- Developer: SRG Studios
- Publisher: Universal Studios Interactive Entertainment LLC
- Series: Jaws
- Platforms: iOS, Android
- Release: February 14, 2019
- Genre: Action

= Jaws.io =

2019 video game

Jaws.io was an action video game based on the 1975 American horror film Jaws. It was developed by Puerto Rican company SRG Studios and published by Universal Studios Interactive Entertainment LLC for iOS and Android devices, and was released on February 14, 2019. The game's servers were shut down on October 31 the same year and is no longer available for download.

== Gameplay ==
Inspired by Agar.io, Jaws.io is a multiplayer game where the goal is pick up or eat (depending on whether the player is controlling a ship or a shark) as much as possible, in order to obtain the highest score in time-limited matches.
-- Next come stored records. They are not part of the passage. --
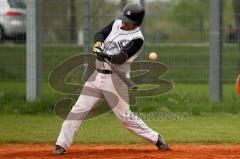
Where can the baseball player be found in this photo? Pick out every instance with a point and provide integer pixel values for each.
(120, 42)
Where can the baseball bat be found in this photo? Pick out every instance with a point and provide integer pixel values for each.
(131, 85)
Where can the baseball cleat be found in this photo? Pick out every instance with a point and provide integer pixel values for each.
(161, 144)
(59, 150)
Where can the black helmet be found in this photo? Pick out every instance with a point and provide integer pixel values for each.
(133, 14)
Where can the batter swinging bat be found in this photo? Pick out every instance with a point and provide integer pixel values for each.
(131, 85)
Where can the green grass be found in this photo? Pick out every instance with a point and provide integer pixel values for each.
(182, 97)
(187, 63)
(222, 128)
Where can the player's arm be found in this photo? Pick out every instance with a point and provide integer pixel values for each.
(126, 52)
(100, 37)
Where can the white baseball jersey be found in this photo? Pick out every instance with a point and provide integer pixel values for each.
(115, 41)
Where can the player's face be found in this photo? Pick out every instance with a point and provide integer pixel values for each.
(127, 26)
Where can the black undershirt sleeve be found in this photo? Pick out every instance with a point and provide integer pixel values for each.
(102, 35)
(127, 51)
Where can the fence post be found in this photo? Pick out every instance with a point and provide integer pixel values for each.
(33, 65)
(215, 50)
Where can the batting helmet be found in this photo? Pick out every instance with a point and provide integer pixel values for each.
(133, 14)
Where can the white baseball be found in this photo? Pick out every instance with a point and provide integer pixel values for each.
(153, 56)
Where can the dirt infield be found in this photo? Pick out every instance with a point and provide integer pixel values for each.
(179, 151)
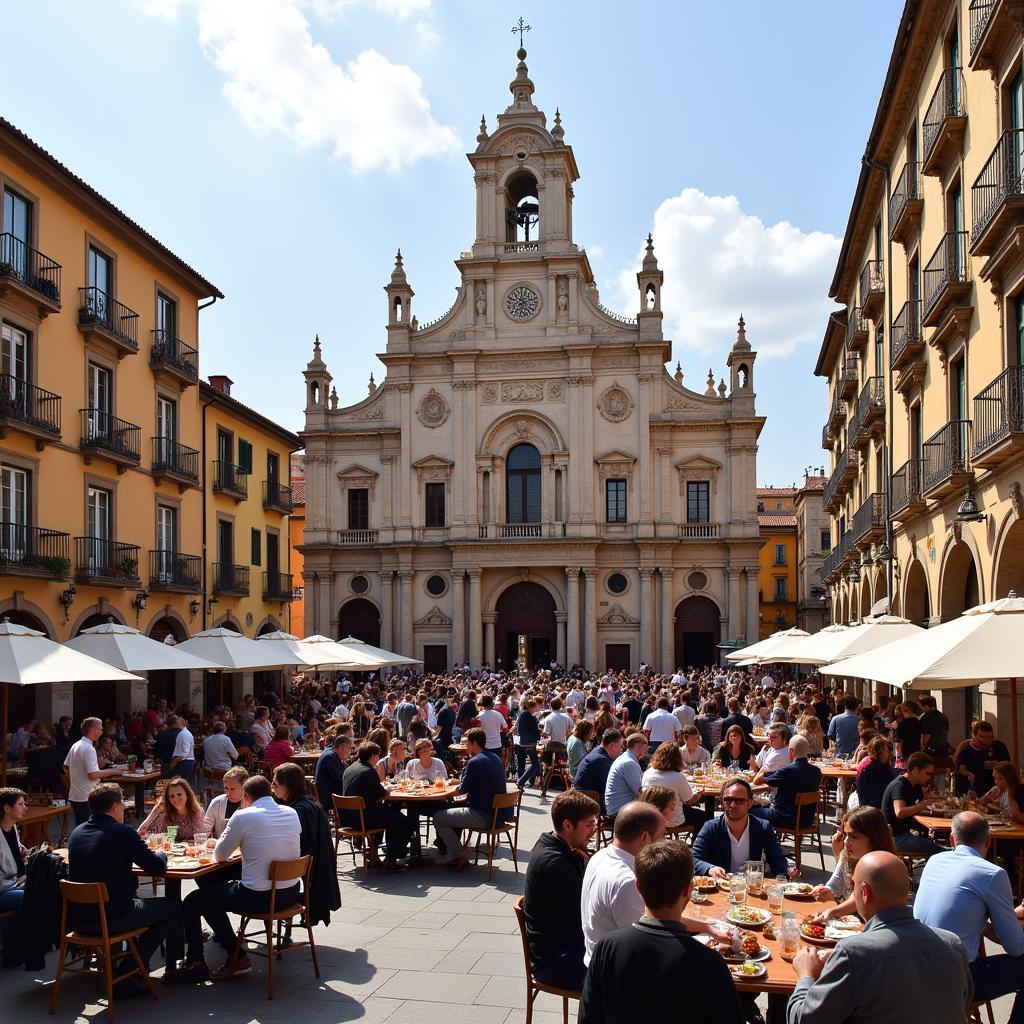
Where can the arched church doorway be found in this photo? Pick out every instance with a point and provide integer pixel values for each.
(360, 619)
(525, 623)
(698, 632)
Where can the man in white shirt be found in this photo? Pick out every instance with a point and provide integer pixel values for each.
(264, 832)
(218, 751)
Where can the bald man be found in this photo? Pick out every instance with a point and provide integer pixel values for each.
(897, 970)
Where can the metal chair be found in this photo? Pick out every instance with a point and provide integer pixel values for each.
(95, 946)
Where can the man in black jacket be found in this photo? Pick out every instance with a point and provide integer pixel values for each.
(554, 889)
(104, 849)
(636, 972)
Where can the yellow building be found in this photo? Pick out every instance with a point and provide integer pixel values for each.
(926, 365)
(100, 499)
(777, 570)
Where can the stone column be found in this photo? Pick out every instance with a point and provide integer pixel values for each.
(406, 576)
(646, 613)
(475, 654)
(572, 622)
(458, 615)
(668, 632)
(590, 619)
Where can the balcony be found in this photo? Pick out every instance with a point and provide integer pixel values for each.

Players would take on the role as the captain of a boat rescuing civilians of Amity Island stranded out at sea. As players sailed around picking up civilians, they were to use power-ups to combat against other boats as well as the titular Jaws. Players would also be given the opportunity to transform into Jaws for a short period in the match to wreak havoc against other opponents. The gameplay used touch controls to maneuver around in a manner similar to that of games found in the .io game genre with comparisons drawn towards Slither.io and Agar.io.

The players were able to receive rewards for logging in each day, and coins collected in each play could have been used for certain shark upgrades.